Harry tomó aire. Beate estaba entre Trond y él, pero de espaldas a él, de modo que le era imposible verle la cara. A partir de aquel momento, tenía varias opciones. La primera era decirle a Trond que estaba cometiendo una estupidez y que se estaba precipitando, con la esperanza de que lo comprendiera. La segunda, obedecer a Trond, soltar la pistola y esperar a que lo sacrificara. Y la tercera, presionarlo, forzar la situación para que pasara algo que le hiciera cambiar de plan o explotar y apretar el gatillo.
La primera alternativa era absurda, la segunda le daría el peor resultado posible y la tercera provocaría que Beate acabara como Ellen. Y Harry sabía que sería incapaz de vivir con ello, si lograba sobrevivir.
– Ya, pero quizá ya no quería ser tu esposa -dijo Harry-. ¿Fue eso lo que pasó?
Trond apretó los dedos alrededor del gatillo y su mirada se cruzó con la de Harry por encima del hombro de Beate. Harry empezó automáticamente a contar por dentro. Mil uno, mil…
– Creía que podía dejarme así cómo así -dijo Trond quedamente-. A mí, que se lo di todo. -Se rió-. A cambio de un tío que nunca hizo nada por nadie, que creía que la vida era una fiesta de cumpleaños y que todos los regalos eran para él. Lev no robaba. Sólo que no sabía leer las tarjetas de «para» y «de».
El viento se llevó su risa como se llevaría las migajas de una galleta.
– Como por ejemplo, «para Stine, de Trond» -dijo Harry.
Trond cerró los ojos con fuerza.
– Stine me dijo que lo amaba. Lo amaba. No utilizó esas palabras el día que nos casamos.

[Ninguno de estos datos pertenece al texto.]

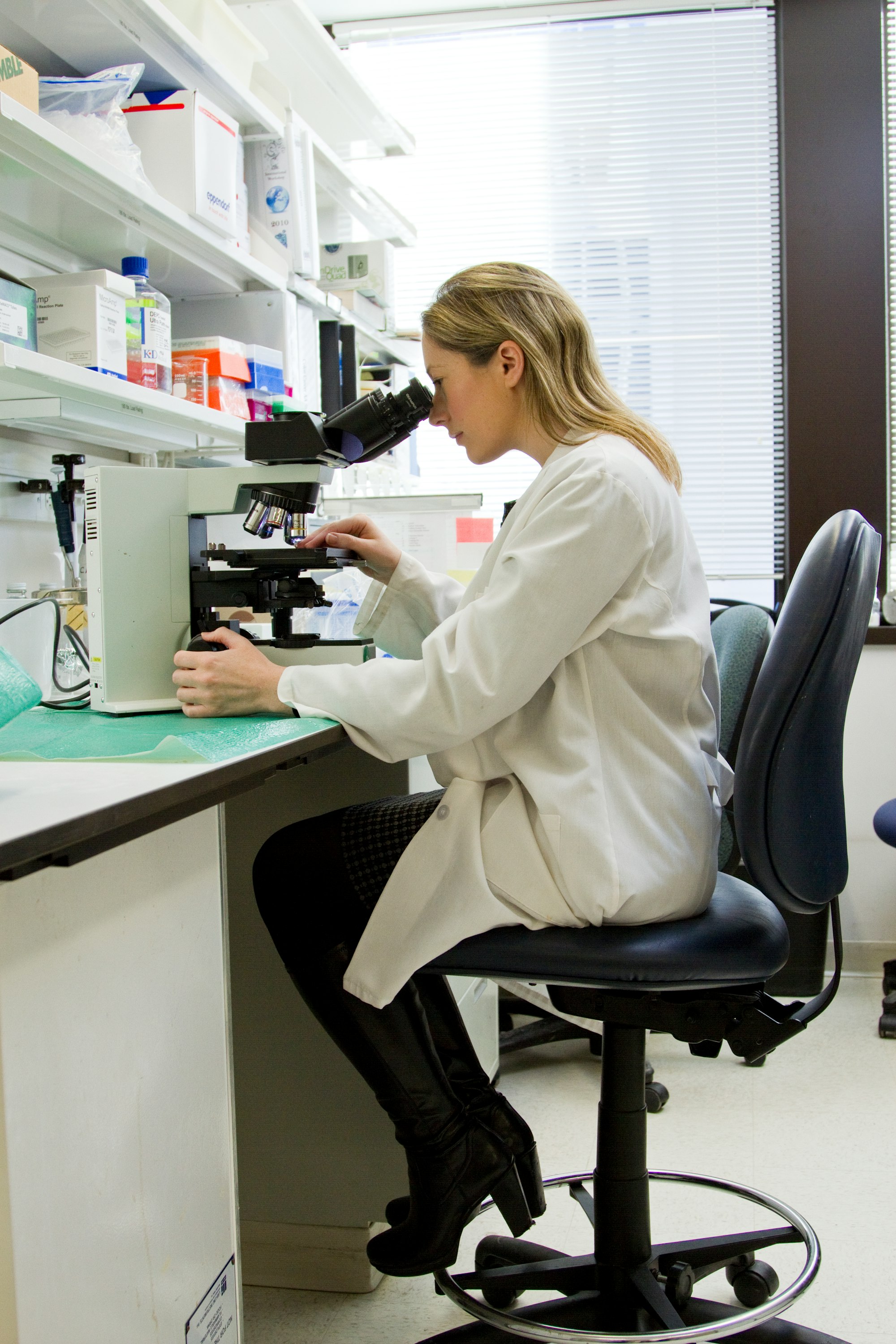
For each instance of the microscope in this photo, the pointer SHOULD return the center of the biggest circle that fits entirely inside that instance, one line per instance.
(155, 584)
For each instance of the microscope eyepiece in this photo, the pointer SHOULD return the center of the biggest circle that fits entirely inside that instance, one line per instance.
(355, 433)
(378, 421)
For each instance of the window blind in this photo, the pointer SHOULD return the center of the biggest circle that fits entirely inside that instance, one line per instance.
(890, 113)
(634, 159)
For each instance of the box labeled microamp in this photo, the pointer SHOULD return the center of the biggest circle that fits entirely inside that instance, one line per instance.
(82, 319)
(190, 151)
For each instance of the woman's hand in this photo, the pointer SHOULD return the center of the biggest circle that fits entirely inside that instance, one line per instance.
(358, 534)
(237, 681)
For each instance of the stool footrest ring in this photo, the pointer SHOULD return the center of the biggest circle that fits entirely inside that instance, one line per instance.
(707, 1254)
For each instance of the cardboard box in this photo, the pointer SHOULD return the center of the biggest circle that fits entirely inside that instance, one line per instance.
(18, 312)
(367, 267)
(82, 319)
(226, 358)
(283, 199)
(190, 154)
(263, 318)
(19, 80)
(265, 369)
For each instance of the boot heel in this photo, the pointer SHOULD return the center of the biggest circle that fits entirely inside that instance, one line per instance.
(512, 1203)
(530, 1170)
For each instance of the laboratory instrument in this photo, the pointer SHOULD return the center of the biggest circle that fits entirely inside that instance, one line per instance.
(154, 580)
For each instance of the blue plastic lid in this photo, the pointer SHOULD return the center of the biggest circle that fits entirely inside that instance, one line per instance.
(135, 267)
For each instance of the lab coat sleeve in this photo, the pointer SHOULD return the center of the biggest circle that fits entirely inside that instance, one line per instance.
(551, 590)
(402, 615)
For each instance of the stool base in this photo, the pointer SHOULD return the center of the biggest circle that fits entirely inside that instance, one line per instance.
(650, 1303)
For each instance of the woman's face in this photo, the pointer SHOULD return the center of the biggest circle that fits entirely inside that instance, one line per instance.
(481, 408)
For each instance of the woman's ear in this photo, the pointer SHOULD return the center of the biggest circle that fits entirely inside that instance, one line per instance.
(512, 362)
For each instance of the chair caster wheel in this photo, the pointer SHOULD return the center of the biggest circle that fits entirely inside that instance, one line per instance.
(500, 1296)
(680, 1281)
(656, 1097)
(753, 1285)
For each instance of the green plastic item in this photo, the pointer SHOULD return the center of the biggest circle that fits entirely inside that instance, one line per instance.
(167, 738)
(18, 691)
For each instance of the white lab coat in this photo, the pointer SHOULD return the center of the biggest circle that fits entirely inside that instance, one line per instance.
(567, 699)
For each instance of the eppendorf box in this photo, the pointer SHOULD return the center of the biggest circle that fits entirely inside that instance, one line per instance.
(82, 320)
(189, 150)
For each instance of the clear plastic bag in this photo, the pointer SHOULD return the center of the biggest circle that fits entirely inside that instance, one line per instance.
(346, 590)
(89, 111)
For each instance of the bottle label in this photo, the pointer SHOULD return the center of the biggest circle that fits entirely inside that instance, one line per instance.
(156, 336)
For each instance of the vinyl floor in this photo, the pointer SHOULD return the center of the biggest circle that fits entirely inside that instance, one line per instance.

A mí me quería, dijo, me quería. Porque yo era bueno con ella. Pero a él lo amaba. A Lev, que se limitaba a esperar la salva de aplausos sentado en un tejado con las piernas colgando de un canalón. Para él todo consistía en eso, en una salva de aplausos.
Los separaban menos de seis metros y Harry podía ver que los nudillos de la mano izquierda de Trond palidecían cuando apretaba el cañón del fusil.

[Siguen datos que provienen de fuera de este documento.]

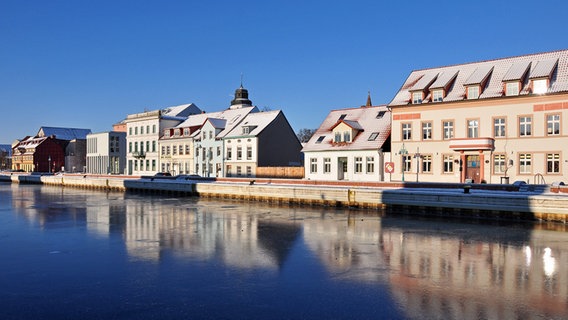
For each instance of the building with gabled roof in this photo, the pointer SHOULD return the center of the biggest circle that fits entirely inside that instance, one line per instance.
(143, 131)
(350, 144)
(261, 139)
(491, 121)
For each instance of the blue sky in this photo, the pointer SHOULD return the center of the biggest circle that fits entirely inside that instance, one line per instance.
(87, 64)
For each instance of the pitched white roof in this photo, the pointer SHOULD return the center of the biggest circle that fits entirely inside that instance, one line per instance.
(374, 129)
(63, 133)
(493, 73)
(257, 121)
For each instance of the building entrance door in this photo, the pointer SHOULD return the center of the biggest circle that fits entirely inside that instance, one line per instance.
(472, 169)
(341, 168)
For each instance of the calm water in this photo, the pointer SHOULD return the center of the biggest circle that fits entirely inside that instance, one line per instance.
(77, 254)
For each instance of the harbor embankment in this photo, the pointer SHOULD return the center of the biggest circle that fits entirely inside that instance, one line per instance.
(477, 201)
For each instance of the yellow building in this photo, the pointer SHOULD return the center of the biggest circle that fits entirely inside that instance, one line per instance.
(495, 121)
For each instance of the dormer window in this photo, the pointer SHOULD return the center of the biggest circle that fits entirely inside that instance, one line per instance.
(539, 86)
(472, 92)
(417, 97)
(438, 95)
(512, 88)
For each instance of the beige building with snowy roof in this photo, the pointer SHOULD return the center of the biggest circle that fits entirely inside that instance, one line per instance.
(350, 144)
(495, 121)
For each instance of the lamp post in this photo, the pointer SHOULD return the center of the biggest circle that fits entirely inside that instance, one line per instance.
(403, 152)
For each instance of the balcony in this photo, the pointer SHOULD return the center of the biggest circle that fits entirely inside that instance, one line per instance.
(472, 144)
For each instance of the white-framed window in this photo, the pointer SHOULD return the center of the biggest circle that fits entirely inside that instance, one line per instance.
(512, 88)
(358, 164)
(553, 163)
(417, 97)
(438, 95)
(473, 128)
(499, 163)
(326, 165)
(448, 129)
(448, 163)
(499, 127)
(473, 92)
(313, 165)
(370, 164)
(553, 124)
(427, 163)
(540, 86)
(426, 130)
(406, 131)
(525, 163)
(525, 126)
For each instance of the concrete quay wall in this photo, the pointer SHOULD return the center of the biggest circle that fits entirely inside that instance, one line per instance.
(440, 202)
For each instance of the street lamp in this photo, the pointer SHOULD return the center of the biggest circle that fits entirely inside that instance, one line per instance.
(403, 152)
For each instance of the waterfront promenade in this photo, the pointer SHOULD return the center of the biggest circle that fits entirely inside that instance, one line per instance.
(519, 202)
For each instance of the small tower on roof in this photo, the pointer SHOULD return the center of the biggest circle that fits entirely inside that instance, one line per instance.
(241, 98)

– Pero no para ti, Trond, tú no necesitabas aplausos, ¿verdad? Tú disfrutabas de tus triunfos en silencio. En solitario. Como aquella vez en el paso elevado.
Trond hizo una mueca.
– Reconoce que me creísteis.
– Sí, te creímos, Trond. Creímos cada palabra que dijiste.
– Entonces, ¿qué fue lo que falló?
– Beate ha comprobado los movimientos bancarios de Trond y Stine Grette de los últimos seis meses -comenzó Harry.
Beate levantó un montón de papeles para que los vieran los que estaban en la habitación.
– Ambos ordenaron sendas transferencias a la agencia de viajes Brastour -explicó Beate-. La agencia nos confirmó que Stine Grette reservó un viaje a São Paulo en junio y que Trond Grette se marchó una semana más tarde.
– Eso concuerda con lo que nos dijo Trond Grette -intervino Harry-. Lo extraño es que Stine le comentó a Klementsen, el director de la sucursal, que se iba de vacaciones a Tenerife. Y no es menos raro que Trond Grette reservara y comprara su billete el mismo día que se marchó. Una planificación bastante deficiente, si querían pasar las vacaciones juntos y celebrar el décimo aniversario de boda, ¿no?
Era tal el silencio que se adueñó de la sala de reuniones que hasta el motor de la nevera que había al otro lado del pasillo se oía cada vez que se ponía en marcha.
– Todo lo cual hace pensar en una esposa que le ha mentido a todo el mundo sobre el destino de su viaje y en un marido que, desconfiado, comprueba todos los movimientos de su cuenta bancaria y concluye que Brastour no cuadra con Tenerife. Ese marido llama a Brastour, consigue el nombre del hotel donde se hospeda su mujer y se va a por ella para traerla a casa.
– ¿Y después? -preguntó Ivarsson-. ¿La encontró con un negro?
Harry negó con la cabeza.
– Creo que no la encontró.
– Lo hemos revisado y no se alojó en el hotel que había reservado -dijo Beate-. Y Trond volvió en un vuelo anterior al de ella. Además, Trond sacó treinta mil coronas con la tarjeta del banco en São Paulo. Primero dijo que había comprado un anillo de diamantes, luego que había visto a Lev y le había dado dinero porque estaba sin blanca. Pero estoy seguro de que ni lo uno ni lo otro es cierto, creo que el dinero le sirvió para pagar una mercancía por la que São Paulo es más renombrado aún que por las gemas.
– ¿Que es? -preguntó Ivarsson claramente irritado cuando la pausa se prolongó hasta un extremo insoportable.